A prolonged increase in oil prices could significantly harm economies that rely heavily on crude imports, particularly Japan and the euro area. By contrast, the United States would be relatively insulated because it has been a net exporter of crude oil for nearly a decade.

Karl Schamotta, chief market strategist at Corpay in Toronto, said global investors are reducing cross-border exposure and moving capital toward safer assets.

According to Schamotta, this shift is pushing money into traditional safe havens while weakening currencies issued by countries that depend heavily on energy imports.

Euro Weakens as Dollar Index Rises

The euro fell 0.4% against the U.S. dollar, trading at $1.1466. Meanwhile, the dollar index—measuring the greenback’s performance against a basket of major currencies—rose 0.4% to 100.10. For the week, the index gained around 1.1%, marking its second straight weekly advance.

Despite the dollar’s strength, Schamotta warned that the foreign exchange market faces potential volatility in both directions.

He noted that as the conflict continues, both Tehran and Washington may have incentives to return to negotiations. There are increasing expectations that the two sides could reach a face-saving agreement as soon as the weekend.

Inflation Data Clouds Federal Reserve Outlook

New data released on Friday showed U.S. consumer spending rose slightly more than expected in January. Combined with persistent inflation pressures and geopolitical tensions, the figures reinforced economists’ expectations that the Federal Reserve may delay interest rate cuts.

Sonu Varghese, global macro strategist at Carson Group, said the latest personal consumption expenditures inflation data indicates inflation concerns were already present before the Middle East crisis intensified.

According to Varghese, the Federal Reserve already faces significant challenges in controlling inflation, and the current geopolitical environment could worsen the situation. As a result, the central bank may postpone rate cuts until 2026 and could even consider discussing potential rate hikes later this year.

Since the escalation of the Iran conflict pushed oil prices higher two weeks ago, traders had moved expectations for the first Fed rate cut to as late as December. However, current market pricing suggests investors now anticipate the next rate cut to occur around September.

Euro Faces Pressure Ahead of ECB Meeting

Investors are now turning their attention to the European Central Bank’s policy meeting scheduled for next Thursday. Some traders believe rising oil prices could force the ECB to consider tightening monetary policy later this year.

Nevertheless, economists remain cautious.

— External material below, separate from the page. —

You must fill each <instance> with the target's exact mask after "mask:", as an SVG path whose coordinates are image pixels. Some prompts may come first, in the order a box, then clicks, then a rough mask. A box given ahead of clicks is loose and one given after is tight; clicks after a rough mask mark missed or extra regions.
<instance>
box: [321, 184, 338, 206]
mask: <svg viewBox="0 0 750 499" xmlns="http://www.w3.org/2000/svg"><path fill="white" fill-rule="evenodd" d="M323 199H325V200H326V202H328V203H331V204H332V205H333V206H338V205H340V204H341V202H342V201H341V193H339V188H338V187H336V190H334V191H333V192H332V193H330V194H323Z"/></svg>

Higher energy prices tend to weigh heavily on economies that depend on fuel imports, raising concerns about slower economic growth across Europe.

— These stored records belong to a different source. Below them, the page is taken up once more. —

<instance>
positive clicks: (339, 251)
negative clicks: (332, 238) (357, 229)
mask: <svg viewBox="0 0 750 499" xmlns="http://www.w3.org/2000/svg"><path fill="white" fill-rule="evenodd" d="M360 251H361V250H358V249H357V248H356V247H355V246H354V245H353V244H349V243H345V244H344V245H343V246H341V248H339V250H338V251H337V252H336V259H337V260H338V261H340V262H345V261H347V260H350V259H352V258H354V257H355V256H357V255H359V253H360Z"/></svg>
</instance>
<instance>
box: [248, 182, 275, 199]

Jane Foley, head of FX strategy at Rabobank, noted that disruptions to shipping through the Strait of Hormuz could persist for some time.

Due to these risks, Rabobank has lowered its short-term forecast for the EUR/USD exchange rate. The bank now expects the pair to trade around 1.14 over the next month and approximately 1.15 within three months, down from previous estimates of 1.16.

Yen Slides Toward Intervention Levels

The Japanese yen weakened to 159.69 per dollar, its lowest level since July 2024, before recovering slightly to trade 0.1% higher at 159.20 per dollar.

Japan’s Finance Minister Satsuki Katayama said authorities are prepared to take necessary action if currency movements begin to significantly impact households and businesses. She also confirmed that Japanese officials remain in close contact with U.S. authorities regarding foreign exchange developments.

Analysts warn that policymakers may grow increasingly concerned about the impact of a weak yen on already high import costs. This could increase the likelihood of government intervention to stabilize the currency in the coming weeks.

Bitcoin Hits Nine-Day High

Meanwhile, leading cryptocurrency bitcoin gained 4.5%, climbing to $73,374 and reaching its highest level in nine days as investors continued to monitor global market developments.